This was performed under reducing conditions (Laemmli, 1970 ). The molecular masses of the protein bands were determined using a low molecular mass calibration kit from Bio-Rad. Ten microlitre samples of the concentrated and reduced CSs were loaded onto the gels. Proteins were visualized using a silver staining kit for proteins (Amersham Pharmacia Biotech) according to the manufacturers instructions.
Detection of enzyme activities.
Hydrolysis of p-NPP by CSs was detected by incubating 20 mM p-NPP, 6 mM NaN3, 40 mM CaCl2, 1% (v/v) Triton X-100 in 100 mM MES, pH 6·0 and an equal volume of CS at 37 °C with continuous agitation. The absorbance was determined after 2 h at 410 nm.
Hydrolysis of azocasein was detected by incubating 100 µl 2% (w/v) azocasein in 20 mM Tris/HCl, pH 7·2, with 50 µl CS at 37 °C for 1 h with continuous agitation and then the mixture was treated as described by Prestidge et al. (1971) .
PLA and LPLA activities were detected by incubating different phospholipids with CSs in a mixture containing 6 mM lipid substrate (DPPG, DPPC or MPLPC), 3 mM NaN3, 0·5% (v/v) Triton X-100 and 20 mM Tris/HCl, pH 7·2. The lipid substrates were vortexed for 15 min and sonicated three times for 1 min at a power setting of 5 (B12-Sonifier; Branson Sonic Power). All reactions were performed for 5 h at 37 °C with continuous agitation.

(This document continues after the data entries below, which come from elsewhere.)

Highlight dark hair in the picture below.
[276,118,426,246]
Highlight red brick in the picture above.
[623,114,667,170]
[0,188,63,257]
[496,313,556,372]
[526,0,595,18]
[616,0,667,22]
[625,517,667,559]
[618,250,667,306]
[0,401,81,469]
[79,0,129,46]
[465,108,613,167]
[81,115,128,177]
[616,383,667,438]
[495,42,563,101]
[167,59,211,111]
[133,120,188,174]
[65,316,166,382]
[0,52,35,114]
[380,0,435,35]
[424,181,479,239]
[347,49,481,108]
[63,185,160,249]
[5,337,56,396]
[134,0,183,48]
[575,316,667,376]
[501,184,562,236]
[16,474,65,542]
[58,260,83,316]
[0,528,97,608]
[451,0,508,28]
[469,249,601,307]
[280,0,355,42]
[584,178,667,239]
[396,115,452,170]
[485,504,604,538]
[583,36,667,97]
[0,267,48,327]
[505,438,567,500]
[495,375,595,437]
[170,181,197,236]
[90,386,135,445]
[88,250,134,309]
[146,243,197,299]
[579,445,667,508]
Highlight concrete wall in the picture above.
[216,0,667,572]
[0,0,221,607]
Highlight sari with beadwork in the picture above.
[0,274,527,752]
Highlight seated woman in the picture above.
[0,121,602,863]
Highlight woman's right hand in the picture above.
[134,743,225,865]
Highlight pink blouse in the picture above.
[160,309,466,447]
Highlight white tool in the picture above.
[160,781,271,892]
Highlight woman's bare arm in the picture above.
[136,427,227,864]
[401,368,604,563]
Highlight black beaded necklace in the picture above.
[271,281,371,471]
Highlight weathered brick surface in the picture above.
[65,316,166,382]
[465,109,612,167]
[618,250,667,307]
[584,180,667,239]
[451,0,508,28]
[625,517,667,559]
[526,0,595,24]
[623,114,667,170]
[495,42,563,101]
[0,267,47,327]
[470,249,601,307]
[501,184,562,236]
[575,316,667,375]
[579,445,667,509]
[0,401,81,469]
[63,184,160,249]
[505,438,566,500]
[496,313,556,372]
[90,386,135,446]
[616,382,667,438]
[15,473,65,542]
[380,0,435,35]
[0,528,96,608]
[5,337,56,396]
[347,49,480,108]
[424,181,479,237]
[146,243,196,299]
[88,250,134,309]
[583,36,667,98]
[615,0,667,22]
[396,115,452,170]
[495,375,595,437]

FFAs were detected using the NEFA-C-Kit (Wako Chemicals), according to the manufacturers instructions. Data were expressed as the difference between the amount of FFA in the samples and in the negative control (BYE broth). Additionally, lipids from incubation of CSs with DPPC were extracted according to Bligh & Dyer (1959) and generation of the reaction product LPC was analysed by TLC.
TLC.
Lipids were separated using the solvent mixture chloroform:methanol:water (65:25:4 by vol.). For visualization of the lipids, silica plates were sprayed with the reagent described by Touchstone et al. (1983) .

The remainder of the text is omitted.